"Advances in materials science such as in biomedical and energy conversion devices increasingly rely on computational techniques and modeling," Heinz said. "In particular, interfaces at the nanoscale are difficult to characterize experimentally, such as charge transport mechanisms in solar cells, the formation of biominerals, and self-assembly of polymers in multi-component materials. Model building and simulation are critical to understand dynamic processes across the length and time scales."
This summer, Heinz received $430,000 for two years of research funding from the National Science Foundation's prestigious CAREER award program. Heinz and his research team are taking an interdisciplinary approach using concepts from physics, chemistry, biology, polymer science and engineering, as well as computation and statistical mechanics. The grant supports the development of new computational tools to understand biotic-abiotic interactions at the molecular level, as well a team of student researchers, ranging from graduates and undergraduates to high school pupils.

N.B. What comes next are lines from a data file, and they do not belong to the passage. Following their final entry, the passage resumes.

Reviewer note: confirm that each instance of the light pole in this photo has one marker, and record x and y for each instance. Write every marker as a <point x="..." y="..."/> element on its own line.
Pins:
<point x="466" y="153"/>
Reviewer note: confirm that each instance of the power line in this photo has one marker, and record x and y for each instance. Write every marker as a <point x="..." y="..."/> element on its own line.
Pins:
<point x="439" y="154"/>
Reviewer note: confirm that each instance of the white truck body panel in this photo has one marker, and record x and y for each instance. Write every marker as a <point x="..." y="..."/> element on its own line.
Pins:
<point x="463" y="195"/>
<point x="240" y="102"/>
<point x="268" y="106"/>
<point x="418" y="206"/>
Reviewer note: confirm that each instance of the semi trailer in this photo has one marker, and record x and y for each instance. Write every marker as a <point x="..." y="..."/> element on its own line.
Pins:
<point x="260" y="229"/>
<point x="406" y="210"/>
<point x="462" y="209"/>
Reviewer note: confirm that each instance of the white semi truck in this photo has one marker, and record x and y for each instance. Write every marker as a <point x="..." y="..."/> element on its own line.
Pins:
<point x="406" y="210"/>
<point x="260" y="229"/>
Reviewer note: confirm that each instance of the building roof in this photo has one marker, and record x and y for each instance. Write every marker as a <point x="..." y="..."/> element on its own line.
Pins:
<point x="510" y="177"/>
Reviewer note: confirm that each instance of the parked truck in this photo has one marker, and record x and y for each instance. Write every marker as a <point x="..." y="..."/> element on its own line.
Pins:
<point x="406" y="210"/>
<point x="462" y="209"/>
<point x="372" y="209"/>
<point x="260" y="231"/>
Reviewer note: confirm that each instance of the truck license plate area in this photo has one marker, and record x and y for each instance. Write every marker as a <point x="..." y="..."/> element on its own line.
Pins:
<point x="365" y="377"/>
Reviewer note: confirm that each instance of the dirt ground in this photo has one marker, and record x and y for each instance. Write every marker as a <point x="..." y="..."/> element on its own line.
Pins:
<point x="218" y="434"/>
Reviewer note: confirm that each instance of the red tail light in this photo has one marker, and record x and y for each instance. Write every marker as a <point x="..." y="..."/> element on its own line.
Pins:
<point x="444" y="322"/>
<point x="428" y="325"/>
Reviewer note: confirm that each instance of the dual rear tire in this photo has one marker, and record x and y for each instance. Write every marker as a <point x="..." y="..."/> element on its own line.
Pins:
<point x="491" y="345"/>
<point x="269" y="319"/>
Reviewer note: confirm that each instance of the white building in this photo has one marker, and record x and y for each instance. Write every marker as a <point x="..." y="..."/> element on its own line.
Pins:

"We have carried out quantitative molecular simulations of inorganic-organic interfaces in excellent agreement with experimental results and developed accurate molecular models for inorganic components," Heinz explained. "These concepts serve as a starting point for understanding biomineralization processes and the performance of hybrid photovoltaic cells, as current examples. Our research efforts aim at complementing experimental results by molecular-level models to intelligently design (bio)molecules, interfaces, and, ultimately, devices."